Fetching JSON Data

If the data you want to fetch is in JSON format, we can use the requests package to fetch and process it.

Let’s consider this example "students.json" file we have hosted on the Internet:

{
  "downloadDate": "2018-06-05",
  "professorId": 123,
  "students": [
    {"studentId": 1, "finalGrade": 76.7},
    {"studentId": 2, "finalGrade": 85.1},
    {"studentId": 3, "finalGrade": 50.3},
    {"studentId": 4, "finalGrade": 89.8},
    {"studentId": 5, "finalGrade": 97.4},
    {"studentId": 6, "finalGrade": 75.5},
    {"studentId": 7, "finalGrade": 87.2},
    {"studentId": 8, "finalGrade": 88.0},
    {"studentId": 9, "finalGrade": 93.9},
    {"studentId": 10, "finalGrade": 92.5}
  ]
}

First we note the URL of where the data resides. Then we pass that as a parameter to the get function from the requests package, to issue an HTTP GET request:

import requests

# the URL of some JSON data we stored online:
request_url = "https://raw.githubusercontent.com/prof-rossetti/python-for-finance/main/docs/data/gradebook.json"

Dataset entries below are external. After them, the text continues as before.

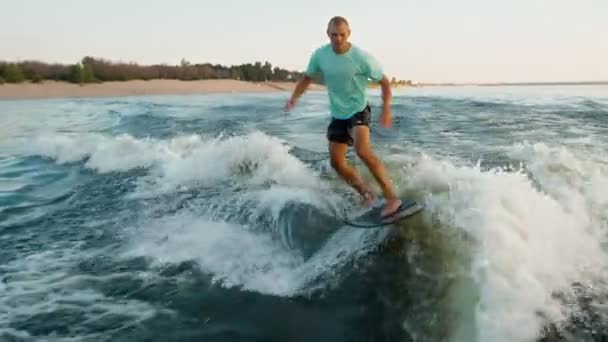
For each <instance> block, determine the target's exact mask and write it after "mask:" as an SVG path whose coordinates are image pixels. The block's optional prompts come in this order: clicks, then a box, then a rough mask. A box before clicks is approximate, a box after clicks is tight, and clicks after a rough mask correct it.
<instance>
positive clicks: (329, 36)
mask: <svg viewBox="0 0 608 342" xmlns="http://www.w3.org/2000/svg"><path fill="white" fill-rule="evenodd" d="M327 35H328V36H329V39H330V40H331V45H333V47H334V49H335V50H337V51H345V50H346V49H347V48H348V37H349V36H350V28H349V27H348V25H346V24H337V25H336V24H331V25H329V27H328V28H327Z"/></svg>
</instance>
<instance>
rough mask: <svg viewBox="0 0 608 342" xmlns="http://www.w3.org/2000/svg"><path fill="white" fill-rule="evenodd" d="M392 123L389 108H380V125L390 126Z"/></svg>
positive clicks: (386, 127)
mask: <svg viewBox="0 0 608 342" xmlns="http://www.w3.org/2000/svg"><path fill="white" fill-rule="evenodd" d="M392 125H393V120H392V114H391V108H390V107H385V108H383V109H382V114H380V126H382V127H385V128H390V127H391V126H392Z"/></svg>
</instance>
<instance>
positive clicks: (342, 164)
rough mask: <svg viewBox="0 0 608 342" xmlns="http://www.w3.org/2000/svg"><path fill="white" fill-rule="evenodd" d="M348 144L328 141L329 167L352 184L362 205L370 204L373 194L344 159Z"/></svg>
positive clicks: (356, 173) (370, 204) (363, 180)
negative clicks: (328, 142) (347, 144)
mask: <svg viewBox="0 0 608 342" xmlns="http://www.w3.org/2000/svg"><path fill="white" fill-rule="evenodd" d="M347 150H348V145H347V144H345V143H338V142H333V141H330V142H329V155H330V161H331V167H332V168H333V169H334V170H336V172H337V173H338V175H340V177H341V178H342V179H343V180H344V181H346V183H348V184H349V185H350V186H352V187H353V188H354V189H355V190H356V191H357V192H358V193H359V195H361V198H362V203H363V204H364V205H371V202H372V201H373V200H374V194H373V192H372V190H371V188H370V186H369V185H368V184H367V183H365V181H364V180H363V178H361V175H359V173H358V172H357V170H355V169H354V168H353V167H352V166H351V165H349V164H348V161H347V160H346V151H347Z"/></svg>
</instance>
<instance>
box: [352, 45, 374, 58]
mask: <svg viewBox="0 0 608 342" xmlns="http://www.w3.org/2000/svg"><path fill="white" fill-rule="evenodd" d="M351 49H352V51H353V53H354V54H355V55H356V56H357V57H359V58H363V59H367V58H371V57H372V54H371V53H370V52H369V51H367V50H365V49H363V48H362V47H360V46H358V45H355V44H353V45H351Z"/></svg>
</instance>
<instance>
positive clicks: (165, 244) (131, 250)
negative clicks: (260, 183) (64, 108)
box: [125, 185, 378, 296]
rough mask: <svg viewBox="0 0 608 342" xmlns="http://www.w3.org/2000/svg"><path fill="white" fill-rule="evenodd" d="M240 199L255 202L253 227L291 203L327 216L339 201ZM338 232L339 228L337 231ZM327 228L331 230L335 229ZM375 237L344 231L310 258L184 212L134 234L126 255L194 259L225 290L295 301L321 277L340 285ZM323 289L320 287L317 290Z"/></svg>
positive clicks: (290, 192) (241, 228) (294, 193)
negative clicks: (226, 289) (352, 258)
mask: <svg viewBox="0 0 608 342" xmlns="http://www.w3.org/2000/svg"><path fill="white" fill-rule="evenodd" d="M239 200H242V201H245V202H247V201H253V202H254V203H255V204H254V207H253V208H252V209H250V210H251V213H250V214H251V217H250V221H249V222H255V221H256V219H257V218H258V217H260V216H262V215H270V217H269V221H274V222H276V221H278V220H279V217H280V215H281V210H282V209H283V208H284V207H285V206H286V204H287V203H288V202H291V201H295V202H297V203H300V204H309V205H313V206H315V207H317V208H318V209H319V210H320V211H321V212H323V211H327V212H331V210H332V209H330V208H331V207H332V206H335V205H336V203H335V202H333V201H334V200H335V201H337V200H338V197H336V198H334V199H331V198H330V199H328V198H327V197H325V196H323V195H322V194H319V193H316V192H315V191H314V190H305V189H290V188H286V187H283V186H278V185H277V186H273V187H271V188H269V189H265V190H256V191H253V192H250V193H246V194H243V195H242V196H239ZM244 215H245V214H244ZM316 228H318V227H316ZM338 228H340V227H333V229H334V230H337V229H338ZM302 229H306V228H305V227H304V228H302ZM323 229H326V230H331V229H332V227H323ZM283 233H284V232H280V234H281V235H282V234H283ZM328 233H331V231H329V232H328ZM370 234H371V235H374V236H376V235H377V234H378V232H375V233H374V232H372V231H371V230H353V229H343V230H342V231H338V232H337V234H335V235H333V236H331V237H330V239H329V241H327V242H326V243H325V244H324V245H323V246H319V250H318V251H317V253H315V255H314V256H313V257H312V258H310V259H305V258H304V257H303V255H302V254H301V252H300V251H299V249H297V246H296V248H292V247H290V244H289V243H285V242H284V240H282V239H284V236H279V234H275V232H271V231H268V230H261V231H260V230H257V229H253V226H250V225H248V224H232V223H227V222H223V221H214V220H210V219H208V218H206V217H201V215H200V214H196V213H193V212H190V211H188V210H182V211H181V212H179V213H177V214H175V215H171V216H165V217H163V218H161V219H154V220H150V221H146V222H143V223H142V224H141V225H140V227H139V229H138V231H137V232H136V233H135V234H133V238H132V246H130V247H129V248H128V250H127V251H126V253H125V255H126V256H127V257H131V256H147V257H150V258H151V259H153V260H154V261H155V263H157V264H163V263H178V262H182V261H189V260H194V261H196V262H197V264H198V265H199V266H200V267H201V269H202V270H203V271H205V272H207V273H208V274H210V275H211V276H212V280H213V281H214V282H216V283H218V284H221V285H222V286H226V287H233V286H236V287H240V288H243V289H245V290H252V291H257V292H260V293H266V294H273V295H279V296H292V295H295V294H298V293H301V292H302V291H307V290H310V289H311V288H310V286H311V285H312V284H311V282H313V281H315V280H317V279H318V277H319V276H320V275H321V274H323V280H324V282H323V284H325V283H326V282H334V281H336V280H337V278H338V277H339V266H340V265H344V264H345V263H346V261H347V260H350V259H352V258H354V257H356V256H360V255H363V254H365V253H366V252H367V251H368V248H366V247H368V246H370V245H372V243H370V241H369V236H368V235H370ZM327 235H329V234H327ZM375 241H377V240H375ZM323 284H318V283H315V284H314V286H315V287H318V286H324V285H323Z"/></svg>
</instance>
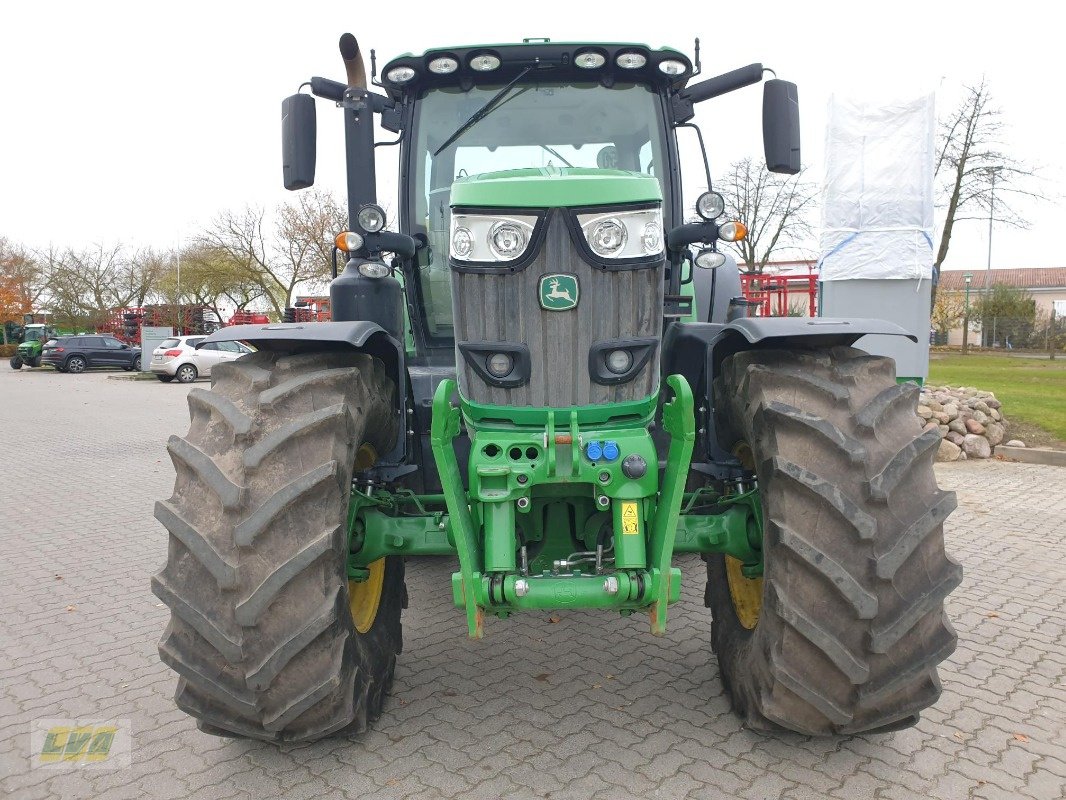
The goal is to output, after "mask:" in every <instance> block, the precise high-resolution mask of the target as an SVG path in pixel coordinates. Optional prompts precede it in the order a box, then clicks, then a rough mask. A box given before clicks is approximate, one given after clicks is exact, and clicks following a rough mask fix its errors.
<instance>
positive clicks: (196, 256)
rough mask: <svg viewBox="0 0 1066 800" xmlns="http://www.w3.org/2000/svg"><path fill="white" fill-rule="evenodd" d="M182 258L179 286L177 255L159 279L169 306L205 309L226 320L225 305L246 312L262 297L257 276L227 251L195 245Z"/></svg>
mask: <svg viewBox="0 0 1066 800" xmlns="http://www.w3.org/2000/svg"><path fill="white" fill-rule="evenodd" d="M180 257H181V281H180V284H179V283H178V254H177V253H169V254H167V255H166V269H165V271H164V272H163V274H162V275H161V278H160V284H159V286H160V293H161V294H162V297H163V298H165V299H166V301H167V302H168V303H178V302H182V303H189V304H192V305H205V306H207V307H209V308H210V309H211V310H213V311H214V313H215V314H216V315H217V316H219V319H223V318H224V316H223V313H222V306H223V305H224V304H232V305H235V306H237V307H238V308H243V307H244V306H246V305H247V304H248V303H252V302H254V301H255V300H257V299H259V298H261V297H262V295H263V288H262V287H261V286H260V284H259V281H258V279H257V278H256V276H255V274H254V273H253V272H249V271H248V270H247V269H245V265H244V262H243V261H238V260H235V259H233V257H232V255H231V254H230V253H229V252H228V251H226V250H223V249H221V247H213V246H206V245H203V244H194V245H192V246H188V247H185V249H183V250H182V251H181V254H180Z"/></svg>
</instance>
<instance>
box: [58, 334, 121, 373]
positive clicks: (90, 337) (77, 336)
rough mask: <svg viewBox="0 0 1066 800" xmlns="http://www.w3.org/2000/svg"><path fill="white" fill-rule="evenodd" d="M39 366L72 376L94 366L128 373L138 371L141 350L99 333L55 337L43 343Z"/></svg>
mask: <svg viewBox="0 0 1066 800" xmlns="http://www.w3.org/2000/svg"><path fill="white" fill-rule="evenodd" d="M41 363H42V364H46V365H49V366H52V367H55V369H58V370H59V371H60V372H74V373H75V374H78V373H79V372H84V371H85V370H86V369H93V368H95V367H120V368H123V369H125V370H126V371H127V372H129V371H131V370H134V369H141V348H138V347H131V346H129V345H127V343H126V342H124V341H119V340H118V339H116V338H115V337H114V336H108V335H101V334H85V335H79V336H58V337H55V338H54V339H49V340H48V341H46V342H45V347H44V349H43V350H42V351H41Z"/></svg>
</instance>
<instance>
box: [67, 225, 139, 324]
mask: <svg viewBox="0 0 1066 800" xmlns="http://www.w3.org/2000/svg"><path fill="white" fill-rule="evenodd" d="M52 258H53V259H54V261H53V263H54V266H53V268H52V271H51V276H50V292H49V293H50V295H51V300H52V305H53V306H54V307H55V309H56V314H58V315H60V316H61V317H65V318H66V321H67V322H69V323H70V324H72V325H75V326H85V327H91V326H94V325H98V324H101V323H102V322H103V321H104V320H106V318H107V316H108V313H109V311H110V310H111V309H112V308H116V307H120V306H126V305H129V303H130V301H131V300H133V299H134V298H135V297H136V294H138V290H139V287H138V286H136V285H135V284H136V283H138V282H136V281H134V279H132V277H131V276H132V272H133V271H132V269H131V267H130V265H129V261H128V260H127V258H126V255H125V253H124V251H123V247H122V245H119V244H114V245H110V246H104V245H102V244H96V245H94V246H91V247H85V249H84V250H80V251H75V250H67V251H64V253H63V254H62V255H61V256H59V257H58V258H55V256H54V254H52ZM127 277H129V278H130V279H128V281H127V279H126V278H127Z"/></svg>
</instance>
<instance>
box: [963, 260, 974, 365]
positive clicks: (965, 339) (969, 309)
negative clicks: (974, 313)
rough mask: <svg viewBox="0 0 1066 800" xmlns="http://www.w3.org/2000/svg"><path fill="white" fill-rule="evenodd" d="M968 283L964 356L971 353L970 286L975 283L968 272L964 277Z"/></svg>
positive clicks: (963, 331) (964, 345) (963, 330)
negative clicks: (970, 333)
mask: <svg viewBox="0 0 1066 800" xmlns="http://www.w3.org/2000/svg"><path fill="white" fill-rule="evenodd" d="M963 281H964V282H966V310H965V311H964V313H963V355H966V354H967V353H968V352H970V284H971V283H973V273H972V272H967V273H966V274H965V275H963Z"/></svg>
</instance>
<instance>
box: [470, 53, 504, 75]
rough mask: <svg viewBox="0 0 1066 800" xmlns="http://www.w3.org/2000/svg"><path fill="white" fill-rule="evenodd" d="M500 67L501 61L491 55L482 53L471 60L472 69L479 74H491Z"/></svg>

response = requests.get(request_url)
print(type(response))
<class 'requests.models.Response'>

We receive a response object from the server. The response object has a few methods and properties we care about. First, the status code tells us if the request was generally successful:

response.status_code
200

The text property is a string that looks like it could one day be some data:

print(type(response.text))
response.text
<class 'str'>
'{\n  "downloadDate": "2018-06-05",\n  "professorId": 123,\n  "students": [\n    {"studentId": 1, "finalGrade": 76.7},\n    {"studentId": 2, "finalGrade": 85.1},\n    {"studentId": 3, "finalGrade": 50.3},\n    {"studentId": 4, "finalGrade": 89.8},\n    {"studentId": 5, "finalGrade": 97.4},\n    {"studentId": 6, "finalGrade": 75.5},\n    {"studentId": 7, "finalGrade": 87.2},\n    {"studentId": 8, "finalGrade": 88.0},\n    {"studentId": 9, "finalGrade": 93.9},\n    {"studentId": 10, "finalGrade": 92.5}\n  ]\n}\n'

The final step is to convert this JSON-formatted string to actual Python data. We can do this using the json method of the response object, or by leveraging the loads function from the json module:

data = response.json()
print(type(data))
data
<class 'dict'>
{'downloadDate': '2018-06-05',
 'professorId': 123,
 'students': [{'studentId': 1, 'finalGrade': 76.7},
  {'studentId': 2, 'finalGrade': 85.1},
  {'studentId': 3, 'finalGrade': 50.3},
  {'studentId': 4, 'finalGrade': 89.8},
  {'studentId': 5, 'finalGrade': 97.4},
  {'studentId': 6, 'finalGrade': 75.5},
  {'studentId': 7, 'finalGrade': 87.2},
  {'studentId': 8, 'finalGrade': 88.0},
  {'studentId': 9, 'finalGrade': 93.9},
  {'studentId': 10, 'finalGrade': 92.5}]}
import json

data = json.loads(response.text)
print(type(data))
data
<class 'dict'>
{'downloadDate': '2018-06-05',
 'professorId': 123,
 'students': [{'studentId': 1, 'finalGrade': 76.7},
  {'studentId': 2, 'finalGrade': 85.1},
  {'studentId': 3, 'finalGrade': 50.3},
  {'studentId': 4, 'finalGrade': 89.8},
  {'studentId': 5, 'finalGrade': 97.4},
  {'studentId': 6, 'finalGrade': 75.5},
  {'studentId': 7, 'finalGrade': 87.2},
  {'studentId': 8, 'finalGrade': 88.0},
  {'studentId': 9, 'finalGrade': 93.9},
  {'studentId': 10, 'finalGrade': 92.5}]}

Once we have the data, we can work with it in the ways we know how. For example, looping through a list of dictionaries:

students = data["students"]
print(type(students))
len(students)
<class 'list'>
10
for student in students:
    print(student["studentId"], student["finalGrade"])
1 76.7
2 85.1
3 50.3
4 89.8
5 97.4
6 75.5
7 87.2
8 88.0
9 93.9
10 92.5

This data happens to be dictionary-like at the top level. However be aware, when we fetch JSON, it can be either list-like, or dictionary-like on the top level. So you must observe the structure of your particular data before processing it further.